Buying · Making An Offer
How earnest money actually works, and what determines whether you get it back
Earnest money is the deposit a buyer puts down with an accepted offer to signal commitment. It's typically 1–3% of the purchase price, held by a neutral third party, and the contract determines whether the buyer gets it back if the deal doesn't close.
When a buyer's offer is accepted, they typically deposit earnest money (a few percent of the purchase price) into an escrow account held by a neutral party.1 The deposit signals seriousness to the seller, and gives the seller something to keep if the buyer walks away outside the contract's contingencies. If the deal closes, the earnest money is applied toward the down payment or closing costs and is not an additional cost.
How much, and where it goes
Earnest money is typically 1–3% of the purchase price, with the actual amount driven by market conditions and contract negotiation. In hot markets, sellers often expect higher deposits to filter out non-serious offers; in cooler markets, lower deposits are common. On a $400,000 home, the deposit is typically $4,000–$12,000.
The deposit goes into an escrow account held by a neutral third party. Depending on the state and the contract, that party is the title company, a real estate attorney's trust account, or the listing broker's trust account. The funds sit there until closing or until the contract terminates.

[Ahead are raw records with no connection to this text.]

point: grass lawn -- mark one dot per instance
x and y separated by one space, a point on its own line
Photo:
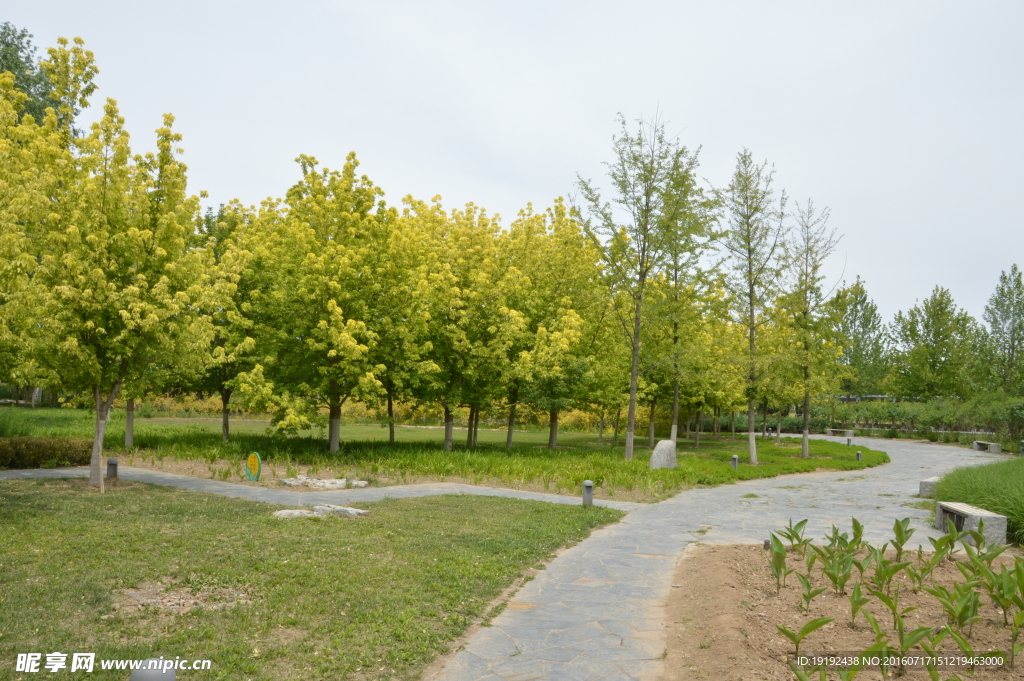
323 598
997 487
418 455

The deposit is typically due within 1–3 business days of contract acceptance, by wire or certified check. Personal checks aren't always accepted, especially in high-volume markets where time is short. Wire-fraud schemes targeting earnest money have become common enough that the receiving party should always be confirmed by a known phone number, never by responding to wire instructions received in email.
What determines whether the buyer gets it back
This is where the contract does the heavy lifting. The standard purchase contract includes several contingencies (financing, inspection, appraisal, sometimes others) each of which gives the buyer a contractual right to back out and recover the deposit if a specific condition isn't met. The deposit's fate depends on which contingencies are in place, which have been satisfied, and what triggered the termination.

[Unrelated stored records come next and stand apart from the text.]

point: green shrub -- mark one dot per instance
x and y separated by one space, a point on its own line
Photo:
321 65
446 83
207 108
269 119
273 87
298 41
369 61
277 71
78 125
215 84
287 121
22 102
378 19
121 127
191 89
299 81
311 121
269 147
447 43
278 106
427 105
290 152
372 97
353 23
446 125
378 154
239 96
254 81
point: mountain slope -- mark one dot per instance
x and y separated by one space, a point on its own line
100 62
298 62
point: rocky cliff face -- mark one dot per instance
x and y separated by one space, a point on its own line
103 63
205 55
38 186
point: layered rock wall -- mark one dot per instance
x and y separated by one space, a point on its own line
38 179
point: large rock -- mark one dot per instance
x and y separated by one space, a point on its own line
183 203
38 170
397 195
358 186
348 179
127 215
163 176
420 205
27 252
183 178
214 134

The clean cases are roughly these. If the buyer terminates within the inspection contingency window (citing inspection findings), the deposit returns. If the appraisal comes in low and the buyer terminates under the appraisal contingency, the deposit returns. If the buyer's financing falls through and the financing contingency is in place, the deposit returns. If the seller breaches the contract (refuses to close, can't deliver clear title), the deposit returns and the buyer may have additional remedies.
The contested cases are messier. If the buyer waived a contingency and the issue covered by that contingency comes up, the deposit may be at risk. If the buyer terminates outside any contingency window (buyer's remorse, change of mind, inability to close for personal reasons) the deposit may go to the seller as liquidated damages. If the inspection turns up issues but the inspection contingency window has already passed, the buyer may have to choose between proceeding and losing the deposit.

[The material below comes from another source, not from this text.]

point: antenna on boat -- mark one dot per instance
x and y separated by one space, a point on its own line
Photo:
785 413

The earnest-money disposition is one of the more contentious areas in real estate. Sellers who feel a buyer walked away unreasonably want the deposit; buyers who feel they had legitimate cause want it returned. The contract language is what governs, and the language varies by state and by the specific form used.2
What goes wrong
A few common problems worth flagging. The first is contingency timing, most contingencies have specific windows (often 7–14 days for inspection, longer for financing and appraisal). Once a window closes, the buyer can no longer terminate under that contingency, and walking away after that point puts the deposit at risk. Calendar discipline during the under-contract period matters more than most buyers realize.
The second is informal communication that gets read as a contractual position. Buyers sometimes tell the seller's side they're "not sure" or "having second thoughts" before formally exercising a contingency, which can later be used to argue the buyer was acting outside the contract. The right path, when issues come up, is to document concerns in writing and exercise the relevant contingency formally if needed.
The third is the disputed-deposit deadlock. When both sides claim the earnest money, the escrow holder typically can't release it without a written agreement or a court order. The funds can sit for weeks or months. Resolving these disputes is sometimes a matter of who gives up first, since the litigation cost of pursuing a $5,000–$15,000 deposit is often higher than the deposit itself.
A useful frame
The deposit is the buyer's signal that they're serious, and it's the seller's protection against buyers who tie up their property and then walk away. The contract decides whether it returns or doesn't. The contingencies in the contract are the buyer's protection. Understanding which contingencies are in place, which windows are still open, and what the contract says about disposition is the difference between an earnest-money question that resolves cleanly and one that drags on for months.